Koşun ey yüreği yaralı serçeler!

                             Koşun mavisine göçebe kaldığınız göğe…

      

 

        Bekleyişler sızar pencerelere

        Zaman kıvrılırken hasretin kollarına;

        Ay ışığı son kez akar geceye

        Analar evlat rengine bezenirken

 

        Nisan yağmurlarında incinmek değildi bu yara; değildi

        Şimdi fısıldasın bu yaranın tanığı gök!

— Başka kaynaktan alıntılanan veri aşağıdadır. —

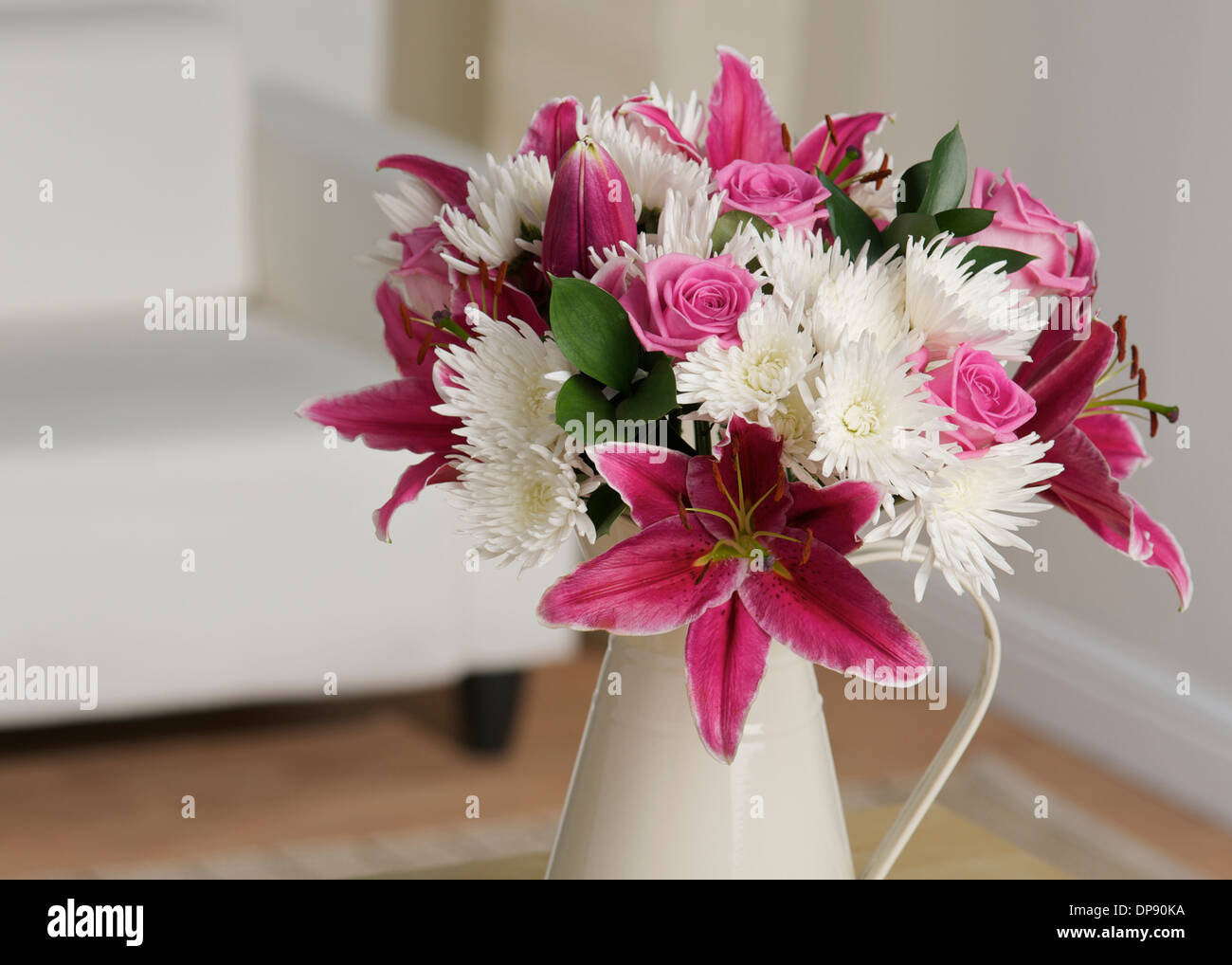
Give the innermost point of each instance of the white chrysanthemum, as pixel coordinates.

        İnsana benziyordu cellât suretleri,

        Namlu eksenlerinin arkasından

        Kan sıçrattılar duvarlara

        Sonra tarihin yapraklarından

        Analar çıkıp geldi;

        Zaman yine de çığlık sessizliğine düştü…

       

        Acı ölüm sessizliğinde

        Uygarlığın unutulan yüzüne bulaşır;

        Çocuklar unutulmuş bir zamanda

        Mavisine göçebe kalır göğün

 

        Ağaçların yaprak dökümü değildi bu yara; değildi

        Şimdi fısıldasın bu yaranın tanığı uygarlık!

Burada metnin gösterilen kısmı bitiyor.